Anger, and knowing how to wield it, is an important tool in Special Interest's arsenal too, Logout goes on to explain. "When thinking of songs like 'Concerning Peace,' I was trying to name all the injustice that I feel like needed to be named, and the deeply maddening effect of this respectability politics situation here in America with Blackness," they say. "I am watching daily the devastating effects of anti-Blackness within this country — it's unreal and it's otherworldly."

There's deeply palpable anger as well on tracks like "Foul," where it's directed at a system that demands a worker's entire life and spirit, and "Impulse Control," where Logout spits rage toward "nepotistic dumb f****." "I think anger has been really useful in my life in a lot of ways to move through things in a way that I don't think I could have once upon a time," Logout says. "I've also found that living too much in anger for me has been destructive. But I think I just know now how to experience that in a way that is more useful."

"Music is like a spell," they add. "It has the power to push you to name all the things you feel like sometimes you can't say, and be able to sit with them and feel them, and also to move you forward."

It's tough not to feel moved by Endure, in the figurative and literal sense of the word. "It's something for your mind and something for your body," opines Mascelli. "We're trying to make something that moves us physically on a level beyond having to put it into words. And I think it makes the message more impactful, when it connects to you on that level where you can feel the beat."
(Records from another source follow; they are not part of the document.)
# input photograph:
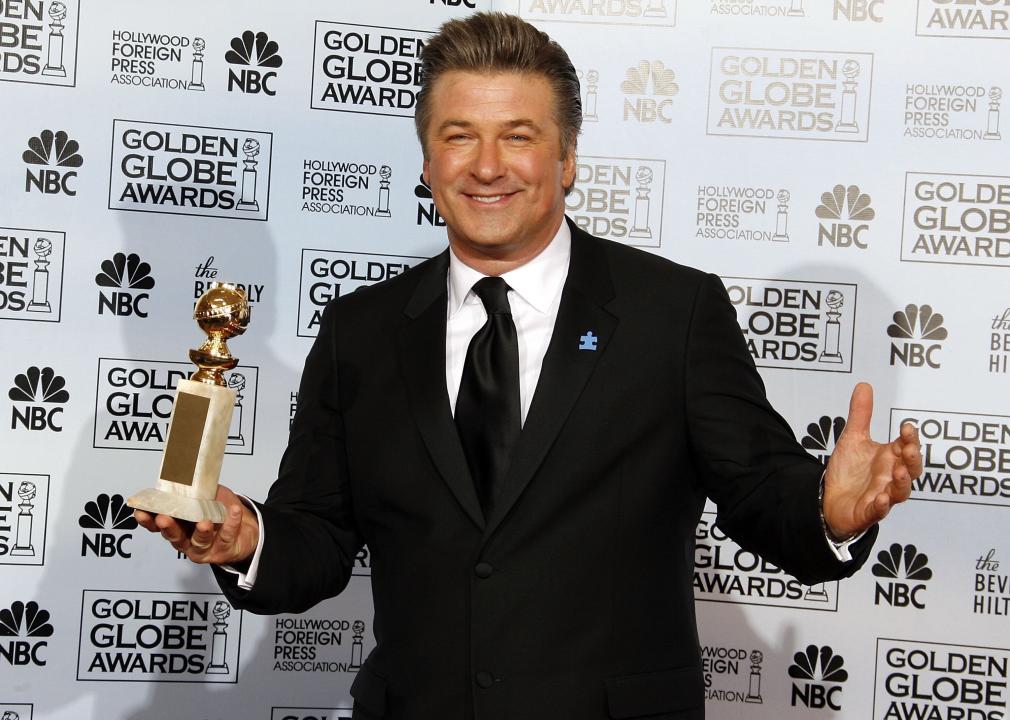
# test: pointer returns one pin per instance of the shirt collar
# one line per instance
(538, 282)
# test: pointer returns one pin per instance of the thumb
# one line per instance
(861, 409)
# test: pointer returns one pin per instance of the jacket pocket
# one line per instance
(369, 691)
(643, 694)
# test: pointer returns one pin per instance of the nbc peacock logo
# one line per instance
(258, 59)
(817, 674)
(125, 277)
(649, 87)
(844, 213)
(22, 629)
(49, 158)
(106, 521)
(822, 436)
(37, 395)
(903, 571)
(917, 332)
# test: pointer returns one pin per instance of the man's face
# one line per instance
(494, 165)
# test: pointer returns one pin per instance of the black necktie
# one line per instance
(487, 407)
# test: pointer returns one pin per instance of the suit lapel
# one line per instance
(421, 348)
(567, 368)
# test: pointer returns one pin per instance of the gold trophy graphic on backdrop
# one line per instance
(201, 417)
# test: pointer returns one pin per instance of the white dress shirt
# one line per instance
(534, 297)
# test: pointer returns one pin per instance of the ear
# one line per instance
(568, 169)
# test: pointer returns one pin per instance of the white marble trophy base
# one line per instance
(191, 463)
(181, 507)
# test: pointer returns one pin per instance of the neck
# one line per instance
(498, 261)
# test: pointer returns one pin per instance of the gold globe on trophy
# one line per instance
(201, 416)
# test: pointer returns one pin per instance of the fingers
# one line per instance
(228, 533)
(911, 450)
(861, 409)
(201, 542)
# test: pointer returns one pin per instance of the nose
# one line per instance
(488, 163)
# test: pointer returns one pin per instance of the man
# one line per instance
(541, 574)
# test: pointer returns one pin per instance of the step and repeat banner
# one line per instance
(840, 164)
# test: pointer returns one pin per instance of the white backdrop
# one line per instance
(842, 165)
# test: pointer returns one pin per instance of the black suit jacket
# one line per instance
(574, 599)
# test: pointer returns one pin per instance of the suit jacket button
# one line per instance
(484, 680)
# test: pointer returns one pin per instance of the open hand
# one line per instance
(231, 542)
(866, 479)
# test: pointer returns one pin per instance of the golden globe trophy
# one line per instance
(201, 417)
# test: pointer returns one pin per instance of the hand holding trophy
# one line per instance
(198, 430)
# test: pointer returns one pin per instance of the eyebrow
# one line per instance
(508, 125)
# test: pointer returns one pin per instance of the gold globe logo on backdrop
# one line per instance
(190, 170)
(139, 636)
(310, 713)
(952, 111)
(619, 198)
(38, 41)
(336, 187)
(312, 642)
(732, 675)
(31, 277)
(153, 59)
(821, 95)
(796, 324)
(734, 212)
(917, 679)
(965, 458)
(660, 13)
(366, 69)
(23, 518)
(981, 19)
(956, 219)
(329, 274)
(134, 400)
(725, 573)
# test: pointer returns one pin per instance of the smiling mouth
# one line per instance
(489, 199)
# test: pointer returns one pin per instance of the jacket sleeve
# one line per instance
(311, 537)
(764, 484)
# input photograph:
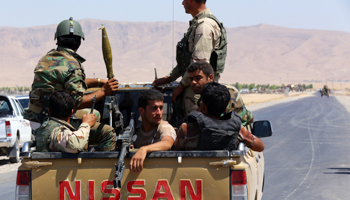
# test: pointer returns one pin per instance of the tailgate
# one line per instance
(163, 176)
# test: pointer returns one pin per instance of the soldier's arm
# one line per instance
(250, 140)
(107, 89)
(95, 82)
(64, 140)
(172, 76)
(136, 163)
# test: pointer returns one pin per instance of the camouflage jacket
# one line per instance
(59, 69)
(236, 104)
(65, 138)
(202, 42)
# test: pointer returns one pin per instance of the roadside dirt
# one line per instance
(252, 99)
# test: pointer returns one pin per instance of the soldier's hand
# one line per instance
(160, 81)
(110, 86)
(136, 162)
(176, 93)
(90, 119)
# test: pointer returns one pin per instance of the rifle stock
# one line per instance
(126, 139)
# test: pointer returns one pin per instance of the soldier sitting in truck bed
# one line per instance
(154, 134)
(201, 73)
(56, 134)
(208, 130)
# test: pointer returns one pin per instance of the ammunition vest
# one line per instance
(217, 57)
(43, 133)
(217, 134)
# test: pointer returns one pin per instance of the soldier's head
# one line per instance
(150, 105)
(215, 98)
(200, 73)
(61, 104)
(69, 34)
(193, 6)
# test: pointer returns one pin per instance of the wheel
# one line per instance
(16, 159)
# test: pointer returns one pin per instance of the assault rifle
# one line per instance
(125, 139)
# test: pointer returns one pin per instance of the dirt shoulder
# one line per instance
(254, 99)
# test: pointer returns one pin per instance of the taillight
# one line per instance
(23, 185)
(239, 185)
(8, 128)
(239, 177)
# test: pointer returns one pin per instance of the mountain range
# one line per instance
(257, 54)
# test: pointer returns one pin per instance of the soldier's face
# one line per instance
(153, 112)
(185, 3)
(198, 80)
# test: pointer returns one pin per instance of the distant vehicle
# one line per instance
(254, 90)
(24, 101)
(244, 91)
(14, 129)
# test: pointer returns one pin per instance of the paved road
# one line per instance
(308, 157)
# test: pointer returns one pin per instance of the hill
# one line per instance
(256, 54)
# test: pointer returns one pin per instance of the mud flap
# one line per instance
(11, 151)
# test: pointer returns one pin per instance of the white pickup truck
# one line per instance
(14, 130)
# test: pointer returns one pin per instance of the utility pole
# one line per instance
(332, 81)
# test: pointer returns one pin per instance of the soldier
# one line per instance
(61, 68)
(201, 73)
(210, 130)
(205, 40)
(154, 134)
(56, 134)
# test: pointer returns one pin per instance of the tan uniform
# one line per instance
(65, 138)
(202, 42)
(162, 130)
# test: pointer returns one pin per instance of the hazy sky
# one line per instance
(305, 14)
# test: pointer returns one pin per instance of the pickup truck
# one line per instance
(218, 174)
(14, 130)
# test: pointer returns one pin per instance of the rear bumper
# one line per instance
(6, 142)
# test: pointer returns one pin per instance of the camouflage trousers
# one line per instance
(101, 135)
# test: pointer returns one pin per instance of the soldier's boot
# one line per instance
(190, 100)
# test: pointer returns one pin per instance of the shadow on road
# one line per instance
(338, 171)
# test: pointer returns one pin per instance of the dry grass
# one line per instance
(251, 99)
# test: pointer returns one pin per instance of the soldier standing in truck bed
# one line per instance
(205, 40)
(62, 68)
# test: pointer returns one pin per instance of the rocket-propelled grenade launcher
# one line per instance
(107, 52)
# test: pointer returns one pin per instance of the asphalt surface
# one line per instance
(308, 156)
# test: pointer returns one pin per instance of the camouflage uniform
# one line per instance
(236, 104)
(58, 69)
(202, 41)
(61, 69)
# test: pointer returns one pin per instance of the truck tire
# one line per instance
(16, 159)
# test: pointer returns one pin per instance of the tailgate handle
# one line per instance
(224, 163)
(36, 164)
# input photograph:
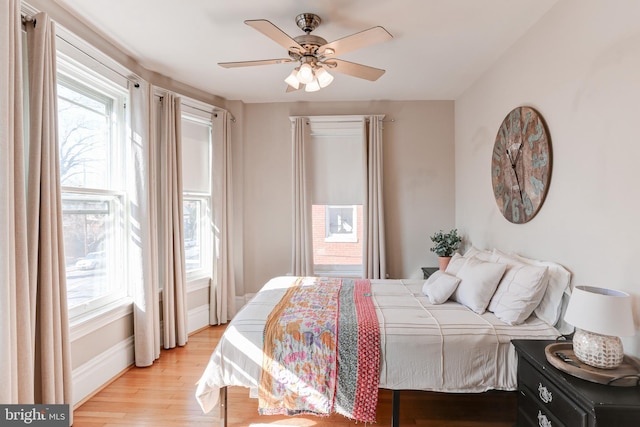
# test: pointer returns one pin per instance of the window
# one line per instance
(337, 192)
(91, 127)
(341, 223)
(196, 202)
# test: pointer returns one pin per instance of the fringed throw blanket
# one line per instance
(322, 351)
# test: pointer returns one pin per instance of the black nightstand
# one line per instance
(550, 397)
(428, 271)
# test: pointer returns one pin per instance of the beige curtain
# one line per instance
(144, 223)
(16, 351)
(302, 244)
(222, 305)
(373, 237)
(171, 226)
(47, 276)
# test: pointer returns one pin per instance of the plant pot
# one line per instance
(443, 262)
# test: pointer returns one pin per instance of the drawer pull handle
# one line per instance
(545, 395)
(543, 421)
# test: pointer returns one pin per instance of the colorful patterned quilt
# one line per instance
(322, 351)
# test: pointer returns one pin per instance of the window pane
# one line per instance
(91, 120)
(337, 239)
(192, 234)
(84, 133)
(89, 231)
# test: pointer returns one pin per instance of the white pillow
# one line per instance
(478, 281)
(439, 287)
(455, 264)
(519, 291)
(550, 306)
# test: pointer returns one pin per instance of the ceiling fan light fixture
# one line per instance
(324, 77)
(312, 86)
(305, 74)
(292, 79)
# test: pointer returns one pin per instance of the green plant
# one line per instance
(445, 244)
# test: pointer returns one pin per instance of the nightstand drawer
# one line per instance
(549, 397)
(530, 414)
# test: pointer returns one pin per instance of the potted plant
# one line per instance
(445, 245)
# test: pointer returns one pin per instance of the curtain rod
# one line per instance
(127, 78)
(233, 119)
(28, 18)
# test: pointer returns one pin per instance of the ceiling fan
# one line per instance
(314, 54)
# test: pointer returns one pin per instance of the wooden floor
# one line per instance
(163, 395)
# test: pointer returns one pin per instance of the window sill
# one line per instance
(92, 321)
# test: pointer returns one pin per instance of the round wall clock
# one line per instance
(521, 165)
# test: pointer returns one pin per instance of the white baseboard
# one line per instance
(198, 318)
(95, 373)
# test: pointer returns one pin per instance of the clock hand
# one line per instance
(513, 167)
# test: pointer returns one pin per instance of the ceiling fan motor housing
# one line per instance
(308, 21)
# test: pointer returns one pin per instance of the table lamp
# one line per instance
(600, 317)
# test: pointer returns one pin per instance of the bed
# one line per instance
(428, 341)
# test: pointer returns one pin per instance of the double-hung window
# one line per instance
(92, 134)
(337, 194)
(196, 203)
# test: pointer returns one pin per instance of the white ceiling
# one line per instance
(440, 47)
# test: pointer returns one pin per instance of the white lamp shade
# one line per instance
(305, 74)
(292, 79)
(324, 78)
(602, 311)
(312, 86)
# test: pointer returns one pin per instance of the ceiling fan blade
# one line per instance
(355, 41)
(252, 63)
(355, 70)
(274, 33)
(292, 89)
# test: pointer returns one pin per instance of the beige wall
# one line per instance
(418, 182)
(579, 67)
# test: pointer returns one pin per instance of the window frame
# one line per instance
(79, 78)
(197, 115)
(351, 237)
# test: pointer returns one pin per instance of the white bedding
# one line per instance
(445, 347)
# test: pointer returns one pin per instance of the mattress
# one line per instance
(445, 347)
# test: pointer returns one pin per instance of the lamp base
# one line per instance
(600, 351)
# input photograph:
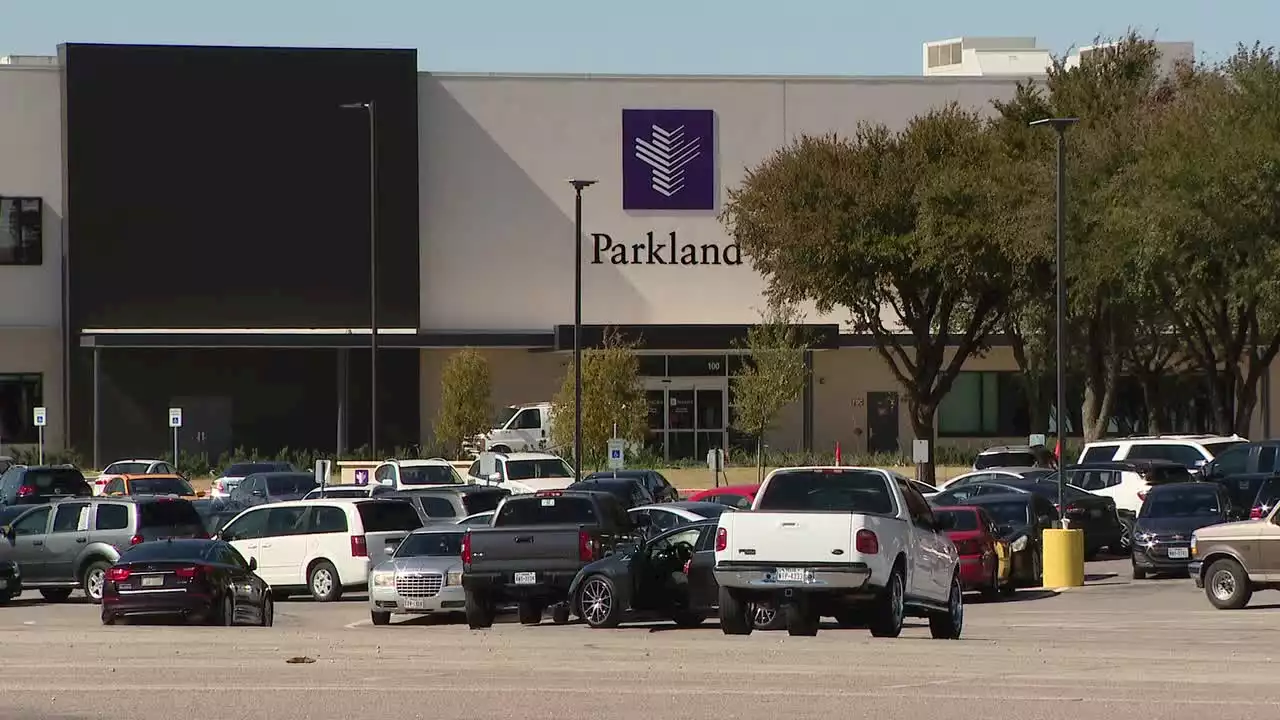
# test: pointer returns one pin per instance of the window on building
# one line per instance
(19, 395)
(21, 237)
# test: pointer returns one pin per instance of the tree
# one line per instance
(612, 395)
(771, 377)
(905, 231)
(465, 405)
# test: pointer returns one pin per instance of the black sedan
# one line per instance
(199, 579)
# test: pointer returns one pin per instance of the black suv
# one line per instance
(37, 484)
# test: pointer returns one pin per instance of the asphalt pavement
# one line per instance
(1151, 648)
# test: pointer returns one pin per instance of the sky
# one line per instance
(652, 37)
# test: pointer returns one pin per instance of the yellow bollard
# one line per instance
(1064, 559)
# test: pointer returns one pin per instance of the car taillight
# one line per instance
(865, 542)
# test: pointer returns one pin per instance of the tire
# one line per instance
(947, 625)
(55, 595)
(736, 616)
(888, 610)
(479, 611)
(324, 583)
(801, 619)
(1228, 586)
(598, 602)
(766, 616)
(530, 613)
(94, 580)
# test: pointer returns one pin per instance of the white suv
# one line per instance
(1191, 451)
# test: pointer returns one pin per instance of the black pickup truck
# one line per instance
(534, 550)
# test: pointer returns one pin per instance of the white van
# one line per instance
(323, 546)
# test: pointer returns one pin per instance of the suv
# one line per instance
(1191, 451)
(39, 484)
(71, 543)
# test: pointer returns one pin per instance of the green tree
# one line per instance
(906, 231)
(771, 377)
(465, 405)
(612, 395)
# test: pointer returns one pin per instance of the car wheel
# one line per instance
(888, 610)
(95, 579)
(947, 625)
(55, 595)
(324, 583)
(736, 615)
(479, 611)
(1228, 586)
(598, 602)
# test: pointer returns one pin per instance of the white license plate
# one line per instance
(790, 575)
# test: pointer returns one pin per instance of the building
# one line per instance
(188, 227)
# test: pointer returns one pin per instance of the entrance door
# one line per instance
(882, 422)
(688, 417)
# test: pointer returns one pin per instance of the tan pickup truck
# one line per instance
(1234, 560)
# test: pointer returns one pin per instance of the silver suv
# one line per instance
(71, 543)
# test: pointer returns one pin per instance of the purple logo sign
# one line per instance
(668, 159)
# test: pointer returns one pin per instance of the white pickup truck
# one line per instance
(859, 545)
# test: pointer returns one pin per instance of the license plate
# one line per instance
(790, 575)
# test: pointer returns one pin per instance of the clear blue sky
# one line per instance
(652, 36)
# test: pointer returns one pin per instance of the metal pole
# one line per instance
(1061, 313)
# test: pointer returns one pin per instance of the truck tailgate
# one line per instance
(787, 537)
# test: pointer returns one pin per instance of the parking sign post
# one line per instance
(40, 418)
(176, 424)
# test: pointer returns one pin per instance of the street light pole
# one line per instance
(1060, 126)
(373, 269)
(579, 185)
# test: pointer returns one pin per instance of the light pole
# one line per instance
(1060, 126)
(579, 185)
(373, 268)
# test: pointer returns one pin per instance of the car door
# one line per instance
(67, 537)
(27, 543)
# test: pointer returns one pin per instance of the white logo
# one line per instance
(667, 153)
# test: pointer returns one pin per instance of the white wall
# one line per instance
(31, 162)
(497, 217)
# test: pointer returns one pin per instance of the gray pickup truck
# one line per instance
(533, 551)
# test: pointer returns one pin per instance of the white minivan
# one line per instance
(323, 546)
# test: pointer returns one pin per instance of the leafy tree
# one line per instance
(906, 231)
(612, 393)
(465, 405)
(771, 377)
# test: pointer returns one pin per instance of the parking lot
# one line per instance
(1152, 648)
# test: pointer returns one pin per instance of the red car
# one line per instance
(981, 550)
(735, 496)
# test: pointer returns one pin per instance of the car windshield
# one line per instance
(1180, 502)
(429, 475)
(963, 520)
(534, 469)
(430, 545)
(160, 486)
(127, 468)
(842, 491)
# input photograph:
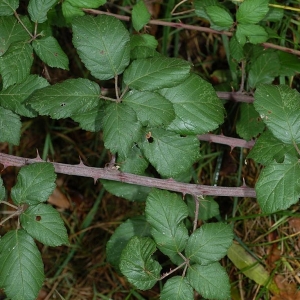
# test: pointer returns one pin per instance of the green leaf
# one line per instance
(91, 120)
(274, 14)
(247, 264)
(136, 226)
(255, 34)
(44, 223)
(15, 64)
(2, 190)
(209, 243)
(208, 208)
(289, 64)
(177, 288)
(12, 31)
(69, 11)
(38, 9)
(155, 73)
(7, 7)
(50, 52)
(35, 183)
(165, 212)
(278, 185)
(14, 97)
(121, 128)
(140, 15)
(62, 100)
(146, 40)
(165, 149)
(249, 123)
(87, 3)
(22, 270)
(197, 106)
(210, 281)
(219, 16)
(151, 108)
(141, 52)
(102, 43)
(279, 108)
(252, 11)
(267, 148)
(264, 69)
(10, 127)
(137, 265)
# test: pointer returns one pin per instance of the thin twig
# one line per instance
(116, 175)
(196, 199)
(117, 88)
(190, 27)
(172, 271)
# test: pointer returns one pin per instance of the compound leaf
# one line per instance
(210, 281)
(62, 100)
(87, 3)
(38, 9)
(151, 108)
(197, 106)
(15, 64)
(22, 270)
(140, 15)
(278, 185)
(177, 288)
(12, 31)
(10, 127)
(50, 52)
(279, 108)
(164, 149)
(121, 128)
(44, 223)
(35, 183)
(150, 74)
(165, 212)
(103, 45)
(219, 16)
(264, 69)
(209, 243)
(247, 264)
(137, 265)
(267, 148)
(252, 11)
(249, 124)
(136, 226)
(7, 7)
(14, 97)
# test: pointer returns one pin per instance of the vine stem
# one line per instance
(190, 27)
(115, 175)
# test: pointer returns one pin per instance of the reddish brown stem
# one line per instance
(115, 175)
(190, 27)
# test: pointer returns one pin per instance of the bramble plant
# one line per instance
(152, 125)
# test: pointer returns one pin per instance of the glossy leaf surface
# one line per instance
(44, 223)
(22, 270)
(35, 183)
(102, 44)
(137, 264)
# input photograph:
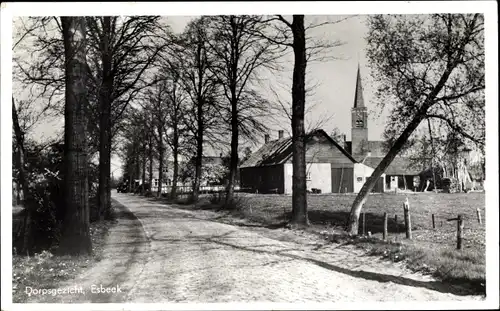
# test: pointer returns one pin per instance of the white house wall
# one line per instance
(361, 172)
(320, 177)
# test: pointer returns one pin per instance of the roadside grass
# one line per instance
(431, 251)
(45, 270)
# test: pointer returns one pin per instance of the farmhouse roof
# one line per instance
(280, 150)
(398, 166)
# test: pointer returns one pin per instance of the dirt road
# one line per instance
(157, 253)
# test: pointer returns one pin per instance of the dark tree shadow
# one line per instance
(367, 275)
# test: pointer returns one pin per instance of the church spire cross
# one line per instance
(358, 95)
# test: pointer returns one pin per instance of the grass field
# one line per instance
(430, 251)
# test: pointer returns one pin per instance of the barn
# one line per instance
(329, 167)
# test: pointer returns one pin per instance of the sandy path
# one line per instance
(184, 256)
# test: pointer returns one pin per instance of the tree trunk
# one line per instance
(76, 230)
(144, 159)
(175, 151)
(299, 193)
(150, 177)
(104, 123)
(199, 149)
(233, 162)
(433, 155)
(160, 168)
(23, 181)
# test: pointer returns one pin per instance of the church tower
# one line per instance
(359, 122)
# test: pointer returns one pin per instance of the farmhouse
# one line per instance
(331, 167)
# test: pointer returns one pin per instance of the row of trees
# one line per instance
(132, 78)
(130, 83)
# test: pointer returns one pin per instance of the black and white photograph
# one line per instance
(249, 155)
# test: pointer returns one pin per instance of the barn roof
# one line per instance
(398, 166)
(280, 150)
(376, 147)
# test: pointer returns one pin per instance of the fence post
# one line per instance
(478, 212)
(406, 208)
(460, 229)
(385, 227)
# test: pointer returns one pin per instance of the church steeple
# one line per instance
(358, 95)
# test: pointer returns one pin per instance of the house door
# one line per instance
(379, 186)
(342, 180)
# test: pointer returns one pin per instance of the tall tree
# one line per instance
(200, 85)
(427, 67)
(293, 35)
(123, 49)
(76, 232)
(239, 51)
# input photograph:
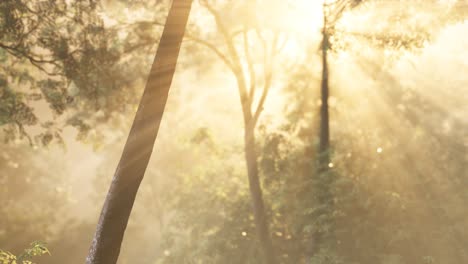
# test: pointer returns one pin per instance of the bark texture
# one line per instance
(119, 201)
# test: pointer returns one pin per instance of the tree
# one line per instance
(243, 63)
(106, 244)
(59, 54)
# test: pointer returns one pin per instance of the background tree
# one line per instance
(119, 201)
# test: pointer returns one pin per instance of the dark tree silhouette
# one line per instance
(115, 213)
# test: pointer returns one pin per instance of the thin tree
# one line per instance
(115, 213)
(332, 11)
(253, 94)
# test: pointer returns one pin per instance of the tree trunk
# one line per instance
(261, 222)
(110, 230)
(324, 117)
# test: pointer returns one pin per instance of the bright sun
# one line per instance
(299, 16)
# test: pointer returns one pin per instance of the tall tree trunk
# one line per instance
(261, 222)
(110, 230)
(324, 116)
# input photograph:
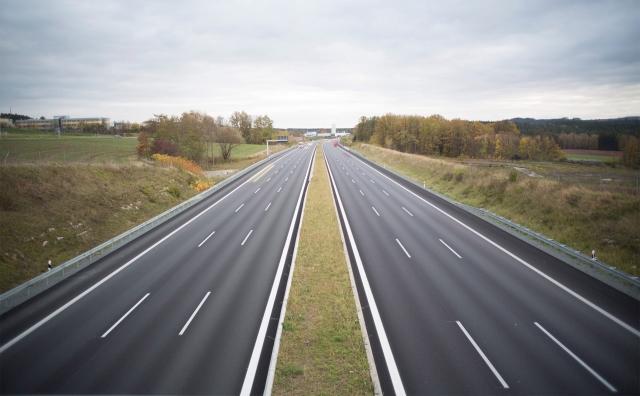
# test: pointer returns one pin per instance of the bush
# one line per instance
(513, 175)
(200, 185)
(179, 162)
(175, 191)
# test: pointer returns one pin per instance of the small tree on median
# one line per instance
(228, 138)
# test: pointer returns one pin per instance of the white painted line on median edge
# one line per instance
(396, 381)
(125, 315)
(589, 369)
(495, 372)
(518, 259)
(114, 273)
(202, 243)
(405, 250)
(245, 238)
(193, 314)
(266, 317)
(454, 252)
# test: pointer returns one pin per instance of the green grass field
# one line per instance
(600, 158)
(40, 148)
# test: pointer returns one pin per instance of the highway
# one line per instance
(185, 309)
(454, 305)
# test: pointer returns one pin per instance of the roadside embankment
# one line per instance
(58, 211)
(321, 349)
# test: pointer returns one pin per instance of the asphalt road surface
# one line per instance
(185, 309)
(454, 305)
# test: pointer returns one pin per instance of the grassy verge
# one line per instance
(321, 350)
(585, 218)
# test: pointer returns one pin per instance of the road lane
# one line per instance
(494, 297)
(144, 353)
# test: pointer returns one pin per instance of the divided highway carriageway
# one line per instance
(185, 309)
(454, 305)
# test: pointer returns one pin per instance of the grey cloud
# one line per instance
(316, 63)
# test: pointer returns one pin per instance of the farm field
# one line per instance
(41, 148)
(593, 155)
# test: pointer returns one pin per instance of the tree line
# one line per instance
(193, 135)
(435, 135)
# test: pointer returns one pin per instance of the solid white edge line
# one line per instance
(202, 243)
(245, 238)
(257, 348)
(486, 360)
(396, 381)
(589, 369)
(521, 261)
(373, 370)
(114, 273)
(405, 250)
(454, 252)
(194, 314)
(271, 373)
(124, 316)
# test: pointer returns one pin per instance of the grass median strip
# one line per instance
(321, 349)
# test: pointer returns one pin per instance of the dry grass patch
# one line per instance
(321, 350)
(57, 211)
(582, 217)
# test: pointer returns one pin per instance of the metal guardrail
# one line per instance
(25, 291)
(574, 254)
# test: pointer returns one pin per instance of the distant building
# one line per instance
(62, 122)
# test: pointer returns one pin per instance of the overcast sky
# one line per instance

That musical dynamism and fluidity also keeps things fun while performing, which is crucial during a set that can undoubtedly become heavy in subject matter. "Some songs, I feel a little bit too much sometimes, and it can send me there in an unpleasant way," says Logout. "I feel like over time I've learned how to separate that, but also be able to channel it when I need it." All four band members ease that burden through their personal friendship, too; tours are punctuated by clubbing excursions and karaoke nights, for example.

Endure is an album marked by juxtaposition and contrasts. It presents the circumstances we must endure, and the tools we have with which to do so; the pain and yearning of feeling beaten down, and a resolve to fight back. It puts words and music to a personal set of challenges, yet with an encouraging assertion of communality. And all the while, it provides a host of sounds that alternately energize, challenge and soothe, to create a map for figuring out how to endure together.

"It's kind of like you're walking down the street and there's music playing from a store on one side, and then there's a car accident over here and people laughing up ahead," Mascelli says. "All this stuff is going on all at once, [and we're] trying to capture the feeling of vertigo between it all."